Medizinische Hilfe
Im medizinischen Alltag spielen Nahrungsmittelvergiftungen mit Clostridium botulinum keine große Rolle mehr. Lebensmittelüberwachung und Gesundheitsämter sorgen dafür, dass unsere Lebensmittel sicher sind. Wegen der Seltenheit der Krankheit kennen aber auch nur noch sehr wenige Ärzte die Beschwerden einer solchen Botulinumvergiftung, so dass die richtige Diagnose im konkreten Fall oft schwierig ist.
Frage: Woran erkennen Ärzte überhaupt eine Vergiftung mit Botulinumtoxin?
Dr. Bresser: Seit etwa 100 Jahren verstehen Ärzte, warum Menschen an Wurstgift oder verdorbenen Konservendosen sterben können. Doch das Erkennen der Krankheit ist schwierig. Spezielle Bluttests auf Botulismus sind sehr kompliziert. Oft müssen die Erreger zur endgültigen Diagnose aus verdorbenen Lebensmitteln angezüchtet werden – was in manchen Fällen bis zu einer Woche dauern kann. Eine Früherkennung der Krankheit ist daher nur anhand der Beschwerden des Kranken möglich. An eine Botulinumtoxin-Vergiftung sollte der Arzt denken, wenn plötzlich mehrere Menschen seiner Praxis unter Muskelschwäche, Augenmuskelproblemen und Sehstörungen leiden. Meist werden die Beschwerden anfangs als Nervenkrankheit fehlgedeutet.
Die Diagnose „Botulinumtoxin-Vergiftung“ ist sehr aufwändig.

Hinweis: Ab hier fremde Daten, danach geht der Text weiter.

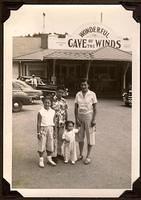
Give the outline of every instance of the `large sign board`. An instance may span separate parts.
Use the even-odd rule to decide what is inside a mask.
[[[118,37],[111,29],[101,24],[87,24],[65,38],[49,36],[48,45],[50,49],[96,50],[113,47],[131,51],[130,43],[129,38]]]

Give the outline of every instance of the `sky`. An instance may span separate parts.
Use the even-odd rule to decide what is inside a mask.
[[[84,24],[102,23],[118,36],[132,37],[139,24],[132,18],[132,11],[120,5],[23,5],[11,11],[5,22],[6,32],[12,36],[22,36],[43,32],[43,13],[45,13],[45,32],[72,34]]]

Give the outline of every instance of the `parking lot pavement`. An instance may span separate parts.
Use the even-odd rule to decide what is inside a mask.
[[[74,99],[67,99],[74,120]],[[131,185],[131,108],[119,100],[99,100],[92,163],[38,167],[36,118],[40,102],[13,113],[13,188],[120,189]],[[86,155],[86,145],[84,156]],[[45,156],[46,158],[46,156]]]

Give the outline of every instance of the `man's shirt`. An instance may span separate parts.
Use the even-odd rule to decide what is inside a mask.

Frage: Was geschieht nach der Diagnosestellung?
Dr. Bresser: Die medizinische Behandlung einer Botulinumtoxin-Vergiftung ist noch immer ein Alptraum für alle Beteiligten. Nach erfolgreicher Diagnose muss möglichst rasch gehandelt werden, da das Gift tödlich sein kann. Leider zeigen sich aber auch im Behandlungsrepertoire der Medizin große Lücken. Zwar kennen wir seit vielen Jahren verschiedene Gegengifte (Antitoxine) gegen Botulinumtoxin. Diese Antitoxine wirken aber nur gegen das frei im Blut kreisende Gift und müssen möglichst früh gegeben werden. Sie sind nicht sehr effektiv. Am wichtigsten im Krankheitsfall ist daher noch immer eine rein symptomatische, lebenserhaltende Behandlung auf der Intensivstation des Krankenhauses. Dorthin wird jeder Vergiftungsfall möglichst rasch verlegt und danach kontinuierlich überwacht. Durch künstliche Beatmung, Herzmedikamente und andere Maßnahmen wird versucht, die mehr oder weniger gelähmten Körperfunktionen so lange künstlich zu erhalten, bis das Gift vom Körper wieder abgebaut wurde.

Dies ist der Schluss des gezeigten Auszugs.